1. An industrial vehicle comprising:

an engine;

a hydraulic pump driven by the engine;

a hydraulic operation device operated by oil pressure;

a connection passage that connects the hydraulic pump and the hydraulic operation device to each other;

an electromagnetic control valve that is connected to the connection passage and controls supply and drainage of hydraulic oil to and from the hydraulic operation device;

a supply passage through which the hydraulic oil supplied to the hydraulic operation device flows;

a drainage passage through which the hydraulic oil drained to an oil tank flows;

an unloading valve that connects the supply passage and the drainage passage to each other;

a relief valve that is connected to the supply passage and operated by pressure of the hydraulic oil flowing through the supply passage; and

a controller that controls an open/closed state of the unloading valve,

wherein, if an on-load period at the time of application of load on the engine is less than a first predetermined time, the controller performs open/close control of causing the unloading valve to enter the closed state to set an on-load state, thereby increasing the pressure of the hydraulic oil passing through the supply passage and then causing the unloading valve to enter the open state,

the hydraulic operation device is one of a plurality of hydraulic operation devices,

the industrial vehicle further comprises a plurality of instruction members that respectively instruct operation of the hydraulic operation devices, and

the controller prohibits the open/close control when the operation of one of the hydraulic operation devices is instructed while any of the other hydraulic operation devices is operating.

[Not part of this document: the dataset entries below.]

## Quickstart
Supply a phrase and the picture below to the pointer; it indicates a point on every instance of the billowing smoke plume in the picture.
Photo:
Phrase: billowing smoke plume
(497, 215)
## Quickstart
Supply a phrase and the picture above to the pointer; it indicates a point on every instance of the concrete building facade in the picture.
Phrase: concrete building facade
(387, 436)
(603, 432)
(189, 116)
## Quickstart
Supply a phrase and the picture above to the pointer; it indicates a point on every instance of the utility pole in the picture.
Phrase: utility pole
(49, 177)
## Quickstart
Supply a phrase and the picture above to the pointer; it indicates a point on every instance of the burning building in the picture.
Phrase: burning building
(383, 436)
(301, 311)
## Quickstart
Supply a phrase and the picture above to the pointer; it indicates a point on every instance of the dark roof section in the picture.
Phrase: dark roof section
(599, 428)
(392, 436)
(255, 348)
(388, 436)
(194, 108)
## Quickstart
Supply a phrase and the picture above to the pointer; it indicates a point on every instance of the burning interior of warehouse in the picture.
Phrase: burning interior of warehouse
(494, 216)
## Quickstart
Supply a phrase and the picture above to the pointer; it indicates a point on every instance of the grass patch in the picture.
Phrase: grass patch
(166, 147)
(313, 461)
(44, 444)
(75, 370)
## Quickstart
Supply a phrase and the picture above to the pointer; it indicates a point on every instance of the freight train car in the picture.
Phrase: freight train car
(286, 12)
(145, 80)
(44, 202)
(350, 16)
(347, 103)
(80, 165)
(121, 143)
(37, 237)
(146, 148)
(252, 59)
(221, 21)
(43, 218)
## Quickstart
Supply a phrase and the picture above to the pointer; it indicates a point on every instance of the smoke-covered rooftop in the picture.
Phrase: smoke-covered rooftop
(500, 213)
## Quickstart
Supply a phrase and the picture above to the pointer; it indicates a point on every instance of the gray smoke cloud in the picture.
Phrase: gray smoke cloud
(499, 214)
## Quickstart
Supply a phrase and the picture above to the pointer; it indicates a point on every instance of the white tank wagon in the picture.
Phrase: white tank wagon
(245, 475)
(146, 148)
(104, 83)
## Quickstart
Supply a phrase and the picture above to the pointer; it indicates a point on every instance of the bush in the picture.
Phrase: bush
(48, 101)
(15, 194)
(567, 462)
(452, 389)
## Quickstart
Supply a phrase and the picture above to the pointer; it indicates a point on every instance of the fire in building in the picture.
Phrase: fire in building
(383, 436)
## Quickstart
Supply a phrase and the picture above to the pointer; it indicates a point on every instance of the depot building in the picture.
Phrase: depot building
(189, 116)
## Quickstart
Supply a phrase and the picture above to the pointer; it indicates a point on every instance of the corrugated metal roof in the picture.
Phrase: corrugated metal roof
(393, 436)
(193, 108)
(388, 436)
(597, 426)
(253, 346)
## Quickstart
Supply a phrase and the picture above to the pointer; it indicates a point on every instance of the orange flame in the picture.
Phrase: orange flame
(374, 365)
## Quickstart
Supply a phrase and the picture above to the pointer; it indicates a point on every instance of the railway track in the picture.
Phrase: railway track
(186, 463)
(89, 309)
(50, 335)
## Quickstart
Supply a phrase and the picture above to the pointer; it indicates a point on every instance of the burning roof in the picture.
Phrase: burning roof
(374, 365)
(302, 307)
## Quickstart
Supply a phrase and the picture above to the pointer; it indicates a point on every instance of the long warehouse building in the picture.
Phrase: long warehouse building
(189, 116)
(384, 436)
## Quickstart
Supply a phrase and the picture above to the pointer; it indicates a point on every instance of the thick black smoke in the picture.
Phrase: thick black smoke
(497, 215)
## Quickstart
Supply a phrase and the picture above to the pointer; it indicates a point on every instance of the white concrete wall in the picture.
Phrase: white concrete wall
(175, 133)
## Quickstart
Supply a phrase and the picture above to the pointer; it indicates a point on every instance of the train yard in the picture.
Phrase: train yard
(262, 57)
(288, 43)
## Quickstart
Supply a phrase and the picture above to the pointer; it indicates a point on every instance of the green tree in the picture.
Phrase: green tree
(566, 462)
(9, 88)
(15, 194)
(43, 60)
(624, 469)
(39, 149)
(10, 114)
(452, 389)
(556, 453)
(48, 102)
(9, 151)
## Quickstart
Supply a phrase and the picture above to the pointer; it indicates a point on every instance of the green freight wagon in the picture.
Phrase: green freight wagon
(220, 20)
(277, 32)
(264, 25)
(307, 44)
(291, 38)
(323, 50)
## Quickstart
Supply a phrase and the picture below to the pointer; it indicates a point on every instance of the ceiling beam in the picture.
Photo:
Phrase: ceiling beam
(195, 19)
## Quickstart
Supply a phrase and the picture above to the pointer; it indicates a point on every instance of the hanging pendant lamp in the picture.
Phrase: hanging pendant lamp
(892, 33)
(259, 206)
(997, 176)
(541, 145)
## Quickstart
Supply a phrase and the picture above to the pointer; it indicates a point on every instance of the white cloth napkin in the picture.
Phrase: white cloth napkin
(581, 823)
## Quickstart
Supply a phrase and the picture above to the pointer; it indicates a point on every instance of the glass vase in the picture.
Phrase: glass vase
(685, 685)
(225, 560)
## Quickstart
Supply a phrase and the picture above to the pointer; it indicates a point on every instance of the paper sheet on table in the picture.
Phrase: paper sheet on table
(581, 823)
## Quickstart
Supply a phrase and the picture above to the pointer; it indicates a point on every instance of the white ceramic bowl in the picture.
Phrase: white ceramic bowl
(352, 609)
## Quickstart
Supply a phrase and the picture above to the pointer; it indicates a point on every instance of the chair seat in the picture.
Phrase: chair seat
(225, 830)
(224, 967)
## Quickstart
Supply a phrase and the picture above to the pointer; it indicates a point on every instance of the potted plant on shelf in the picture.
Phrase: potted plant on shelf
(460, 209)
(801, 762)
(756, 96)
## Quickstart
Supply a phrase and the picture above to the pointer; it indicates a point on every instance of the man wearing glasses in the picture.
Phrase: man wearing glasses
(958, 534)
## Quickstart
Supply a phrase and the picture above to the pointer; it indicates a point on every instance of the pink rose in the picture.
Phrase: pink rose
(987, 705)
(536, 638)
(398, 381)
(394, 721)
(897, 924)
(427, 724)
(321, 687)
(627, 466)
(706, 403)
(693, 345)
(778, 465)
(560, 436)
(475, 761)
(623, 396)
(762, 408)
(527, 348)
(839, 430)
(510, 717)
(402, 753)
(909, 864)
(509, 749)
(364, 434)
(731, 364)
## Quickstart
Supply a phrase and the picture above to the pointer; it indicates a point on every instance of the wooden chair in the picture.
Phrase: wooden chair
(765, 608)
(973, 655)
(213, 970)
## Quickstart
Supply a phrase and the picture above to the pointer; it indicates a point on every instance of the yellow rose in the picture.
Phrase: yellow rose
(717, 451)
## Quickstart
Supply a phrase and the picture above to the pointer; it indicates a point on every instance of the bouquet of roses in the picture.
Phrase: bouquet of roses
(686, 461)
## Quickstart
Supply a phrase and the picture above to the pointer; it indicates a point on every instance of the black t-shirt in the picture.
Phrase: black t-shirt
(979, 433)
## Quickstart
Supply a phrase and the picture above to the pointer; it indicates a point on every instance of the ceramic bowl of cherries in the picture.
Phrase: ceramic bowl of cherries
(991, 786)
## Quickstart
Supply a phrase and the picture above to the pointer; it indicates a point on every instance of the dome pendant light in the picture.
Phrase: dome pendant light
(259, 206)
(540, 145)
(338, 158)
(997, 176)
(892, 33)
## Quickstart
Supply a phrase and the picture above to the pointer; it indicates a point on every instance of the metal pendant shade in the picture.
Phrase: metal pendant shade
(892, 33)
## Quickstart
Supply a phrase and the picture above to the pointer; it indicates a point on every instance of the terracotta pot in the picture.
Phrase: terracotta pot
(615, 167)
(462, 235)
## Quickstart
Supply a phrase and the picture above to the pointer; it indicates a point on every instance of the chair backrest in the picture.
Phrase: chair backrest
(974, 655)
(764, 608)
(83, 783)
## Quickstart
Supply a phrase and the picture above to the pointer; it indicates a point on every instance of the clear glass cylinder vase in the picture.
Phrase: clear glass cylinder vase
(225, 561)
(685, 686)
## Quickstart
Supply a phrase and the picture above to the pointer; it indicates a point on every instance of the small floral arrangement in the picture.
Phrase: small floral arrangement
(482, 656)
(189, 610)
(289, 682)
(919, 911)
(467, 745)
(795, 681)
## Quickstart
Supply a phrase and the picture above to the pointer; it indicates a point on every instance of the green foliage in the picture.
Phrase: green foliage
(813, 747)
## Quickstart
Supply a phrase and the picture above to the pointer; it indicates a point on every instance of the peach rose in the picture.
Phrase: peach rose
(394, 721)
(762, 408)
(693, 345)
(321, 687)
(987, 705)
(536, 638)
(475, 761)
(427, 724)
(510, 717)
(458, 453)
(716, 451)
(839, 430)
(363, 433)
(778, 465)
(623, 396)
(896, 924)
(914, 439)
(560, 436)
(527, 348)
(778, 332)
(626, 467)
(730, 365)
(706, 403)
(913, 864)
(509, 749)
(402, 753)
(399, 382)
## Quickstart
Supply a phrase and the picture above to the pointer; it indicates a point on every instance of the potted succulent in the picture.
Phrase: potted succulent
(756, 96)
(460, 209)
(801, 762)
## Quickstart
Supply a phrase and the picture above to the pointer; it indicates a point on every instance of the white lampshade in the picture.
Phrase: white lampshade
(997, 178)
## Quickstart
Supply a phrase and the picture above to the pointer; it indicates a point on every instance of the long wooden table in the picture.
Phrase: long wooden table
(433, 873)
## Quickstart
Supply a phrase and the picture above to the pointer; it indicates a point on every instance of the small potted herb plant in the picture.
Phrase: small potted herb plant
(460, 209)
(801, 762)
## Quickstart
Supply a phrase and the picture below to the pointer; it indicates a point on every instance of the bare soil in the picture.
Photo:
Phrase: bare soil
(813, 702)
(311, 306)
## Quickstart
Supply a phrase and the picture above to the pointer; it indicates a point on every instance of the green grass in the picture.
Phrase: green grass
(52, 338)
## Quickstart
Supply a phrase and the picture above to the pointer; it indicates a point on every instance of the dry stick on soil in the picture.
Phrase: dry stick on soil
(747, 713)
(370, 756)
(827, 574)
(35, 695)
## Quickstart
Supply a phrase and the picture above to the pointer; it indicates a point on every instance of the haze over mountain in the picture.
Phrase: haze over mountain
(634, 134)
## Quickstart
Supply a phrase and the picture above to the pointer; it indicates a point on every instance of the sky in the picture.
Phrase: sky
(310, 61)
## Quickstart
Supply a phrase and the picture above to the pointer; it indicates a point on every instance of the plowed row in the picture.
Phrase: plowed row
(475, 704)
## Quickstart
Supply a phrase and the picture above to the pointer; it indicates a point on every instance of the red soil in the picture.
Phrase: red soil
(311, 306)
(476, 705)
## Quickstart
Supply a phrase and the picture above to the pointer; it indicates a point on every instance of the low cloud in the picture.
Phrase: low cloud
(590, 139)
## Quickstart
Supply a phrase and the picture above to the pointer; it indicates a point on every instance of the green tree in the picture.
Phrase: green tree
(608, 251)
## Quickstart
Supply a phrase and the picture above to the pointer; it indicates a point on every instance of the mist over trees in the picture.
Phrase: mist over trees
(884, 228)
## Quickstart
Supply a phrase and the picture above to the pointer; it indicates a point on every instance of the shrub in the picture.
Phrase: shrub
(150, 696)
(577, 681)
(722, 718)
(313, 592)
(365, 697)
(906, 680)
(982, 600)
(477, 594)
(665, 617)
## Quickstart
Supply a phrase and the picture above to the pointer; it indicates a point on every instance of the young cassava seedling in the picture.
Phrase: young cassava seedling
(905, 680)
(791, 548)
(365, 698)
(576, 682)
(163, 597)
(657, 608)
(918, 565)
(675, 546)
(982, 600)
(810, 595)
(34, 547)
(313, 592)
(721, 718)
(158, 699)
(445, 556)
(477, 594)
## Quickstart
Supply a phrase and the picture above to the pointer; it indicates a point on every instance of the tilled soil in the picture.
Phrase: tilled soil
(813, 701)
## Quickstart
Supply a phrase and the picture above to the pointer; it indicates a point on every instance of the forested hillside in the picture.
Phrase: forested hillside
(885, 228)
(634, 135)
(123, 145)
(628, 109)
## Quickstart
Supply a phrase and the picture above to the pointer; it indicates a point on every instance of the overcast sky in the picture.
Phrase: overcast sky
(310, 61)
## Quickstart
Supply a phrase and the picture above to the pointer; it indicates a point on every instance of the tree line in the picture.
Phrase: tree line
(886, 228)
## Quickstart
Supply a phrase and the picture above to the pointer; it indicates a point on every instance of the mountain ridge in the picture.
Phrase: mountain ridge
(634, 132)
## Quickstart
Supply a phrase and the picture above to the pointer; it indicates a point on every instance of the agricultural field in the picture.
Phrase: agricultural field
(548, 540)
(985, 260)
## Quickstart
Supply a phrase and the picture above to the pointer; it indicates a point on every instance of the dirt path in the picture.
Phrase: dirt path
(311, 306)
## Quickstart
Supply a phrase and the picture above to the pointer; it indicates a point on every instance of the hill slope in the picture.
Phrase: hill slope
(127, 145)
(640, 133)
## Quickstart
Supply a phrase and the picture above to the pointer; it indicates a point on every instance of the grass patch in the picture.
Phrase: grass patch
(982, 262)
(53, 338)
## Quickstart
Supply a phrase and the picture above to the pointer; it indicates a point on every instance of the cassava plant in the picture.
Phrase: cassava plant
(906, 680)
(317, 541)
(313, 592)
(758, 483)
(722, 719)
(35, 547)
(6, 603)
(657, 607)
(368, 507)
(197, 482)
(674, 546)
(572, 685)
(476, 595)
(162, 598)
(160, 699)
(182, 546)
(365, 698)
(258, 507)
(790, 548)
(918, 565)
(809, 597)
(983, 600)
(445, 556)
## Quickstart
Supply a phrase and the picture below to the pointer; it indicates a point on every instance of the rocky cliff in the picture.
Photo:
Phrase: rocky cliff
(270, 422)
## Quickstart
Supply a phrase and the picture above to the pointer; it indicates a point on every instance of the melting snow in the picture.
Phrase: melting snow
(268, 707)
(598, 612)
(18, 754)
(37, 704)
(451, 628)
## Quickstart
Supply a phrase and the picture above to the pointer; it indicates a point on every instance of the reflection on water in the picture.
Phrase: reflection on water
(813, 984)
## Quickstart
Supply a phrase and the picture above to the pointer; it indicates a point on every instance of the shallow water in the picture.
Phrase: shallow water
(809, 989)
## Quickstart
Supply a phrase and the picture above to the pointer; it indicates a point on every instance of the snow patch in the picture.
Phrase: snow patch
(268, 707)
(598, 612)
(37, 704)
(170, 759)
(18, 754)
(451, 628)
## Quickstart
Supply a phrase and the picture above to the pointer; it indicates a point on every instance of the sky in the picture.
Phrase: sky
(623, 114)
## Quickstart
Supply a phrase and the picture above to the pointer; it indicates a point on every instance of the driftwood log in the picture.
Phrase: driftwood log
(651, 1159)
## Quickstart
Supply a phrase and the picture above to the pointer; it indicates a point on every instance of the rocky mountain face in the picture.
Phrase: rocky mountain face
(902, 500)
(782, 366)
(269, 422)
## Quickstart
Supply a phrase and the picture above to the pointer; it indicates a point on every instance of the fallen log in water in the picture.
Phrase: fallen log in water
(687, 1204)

2. The industrial vehicle according to claim 1, wherein, when a second predetermined time elapses after the controller causes the unloading valve to enter the open state, the controller causes the unloading valve to enter the closed state again to set the on-load state.

3. The industrial vehicle according to claim 1, further comprising a timer circuit unit that is connected to the supply passage and opens the supply passage based on elapse of time.